Authors: Brown, Robert; MENKIR, ABEBE - International Institute Of Tropical Agriculture (IITA); CHEN, ZHI-YUAN - Louisana State University; LUO, MENG - Louisana State University; Bhatnagar, Deepak

Submitted to: Book Chapter
Publication Type: Book / Chapter
Publication Acceptance Date: 6/22/2011
Publication Date: 10/3/2011
Citation: Brown, R.L., Menkir, A., Chen, Z.-Y., Luo, M., Bhatnagar, D. 2011. Identification of gene markers in aflatoxin-resistant maize germplasm for marker-assisted breeding. In: Guevara-Gonzalez, R.G., editor. Aflatoxins - Biochemistry and Molecular Biology. Rijeka, Croatia: Intech Open Access Publishers. pp 91-106.

Interpretive Summary:

Technical Abstract: The discovery of maize lines with natural resistance to Aspergillus flavus infection and/or aflatoxin production has aided host resistance in becoming a viable approach for the elimination of aflatoxin contamination of maize. Further breeding involving resistant lines is developing sources of resistance which may be superior to parent lines in both agronomic qualities and resistance.
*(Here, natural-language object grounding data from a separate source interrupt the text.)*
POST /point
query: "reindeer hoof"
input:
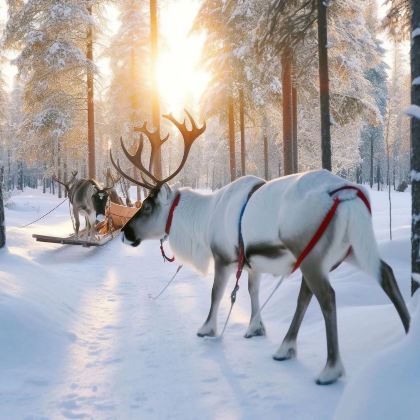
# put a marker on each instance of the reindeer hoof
(257, 330)
(286, 351)
(206, 332)
(330, 374)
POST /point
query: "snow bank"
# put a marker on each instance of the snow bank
(80, 338)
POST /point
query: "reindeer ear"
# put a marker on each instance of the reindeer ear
(165, 193)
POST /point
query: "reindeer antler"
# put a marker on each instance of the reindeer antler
(189, 136)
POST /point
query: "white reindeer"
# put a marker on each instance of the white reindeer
(279, 220)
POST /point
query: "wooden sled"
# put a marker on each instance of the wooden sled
(117, 217)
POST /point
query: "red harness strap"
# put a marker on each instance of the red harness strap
(171, 213)
(327, 220)
(168, 227)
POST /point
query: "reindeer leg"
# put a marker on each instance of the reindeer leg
(390, 287)
(287, 350)
(221, 275)
(76, 223)
(256, 326)
(325, 295)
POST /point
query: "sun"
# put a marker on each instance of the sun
(180, 77)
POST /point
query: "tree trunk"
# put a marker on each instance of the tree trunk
(135, 105)
(294, 117)
(60, 192)
(90, 103)
(157, 155)
(324, 88)
(287, 113)
(371, 161)
(265, 156)
(231, 128)
(65, 175)
(2, 225)
(415, 149)
(242, 127)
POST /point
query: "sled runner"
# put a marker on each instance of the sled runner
(116, 217)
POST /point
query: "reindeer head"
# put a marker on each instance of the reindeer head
(150, 221)
(67, 185)
(100, 199)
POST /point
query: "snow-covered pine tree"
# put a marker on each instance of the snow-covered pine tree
(372, 135)
(51, 39)
(129, 50)
(404, 17)
(2, 221)
(351, 51)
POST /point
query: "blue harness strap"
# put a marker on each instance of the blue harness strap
(241, 254)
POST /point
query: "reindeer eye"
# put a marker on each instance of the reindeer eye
(147, 207)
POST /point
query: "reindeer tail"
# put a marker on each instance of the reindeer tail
(362, 238)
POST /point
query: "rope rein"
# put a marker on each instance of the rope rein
(46, 214)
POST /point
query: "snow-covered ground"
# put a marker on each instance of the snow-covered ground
(80, 337)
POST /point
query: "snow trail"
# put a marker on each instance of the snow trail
(81, 338)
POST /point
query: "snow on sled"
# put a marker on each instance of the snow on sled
(107, 230)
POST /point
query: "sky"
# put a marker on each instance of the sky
(174, 22)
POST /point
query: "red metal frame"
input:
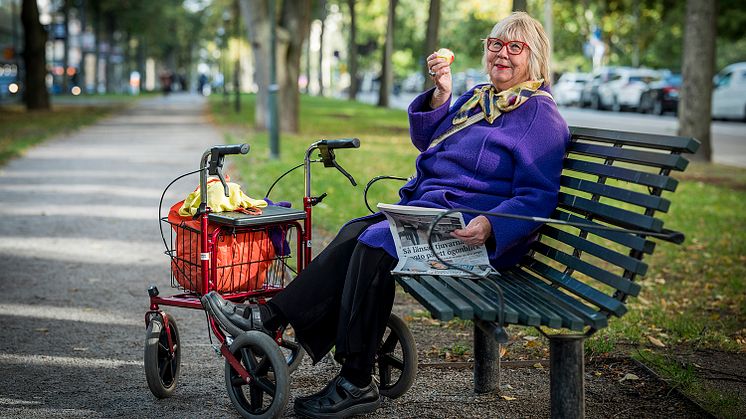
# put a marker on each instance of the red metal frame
(208, 262)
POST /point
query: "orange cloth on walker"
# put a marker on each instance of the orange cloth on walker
(241, 260)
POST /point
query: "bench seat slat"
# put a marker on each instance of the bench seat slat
(460, 307)
(608, 213)
(576, 287)
(436, 306)
(630, 240)
(620, 194)
(510, 315)
(656, 141)
(648, 158)
(526, 315)
(621, 173)
(482, 309)
(590, 316)
(551, 316)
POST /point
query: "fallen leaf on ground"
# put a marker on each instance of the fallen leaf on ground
(629, 376)
(656, 342)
The kernel screening assay (KSA) has played a significant role in identifying new aflatoxin-resistant germplasm and in studying resistance mechanisms. The use of advanced molecular technologies to investigate resistant maize germplasm has produced a growing list of kernel resistance-associated proteins (RAPs), several of which have been subjected to further characterization. The confirmation of breeding markers among RAPs/corresponding genes from this list could facilitate the transfer of aflatoxin-resistance into commercially useful genetic backgrounds without the transfer of unwanted traits. To identify potential breeding markers, research efforts have employed comparative proteomics and microarray analysis to investigate closely-related maize lines that vary in aflatoxin accumulation. RAPs have been further characterized through physiological and biochemical investigations to determine their causal role in resistance and, therefore, their suitability as breeding markers. This includes the use of RNAi gene silencing and plant transformation. The use of information from characterization studies and from QTL mapping studies has facilitated the selection of certain RAPs for field confirmation studies to determine their utility as breeding markers. Results of the above studies are discussed.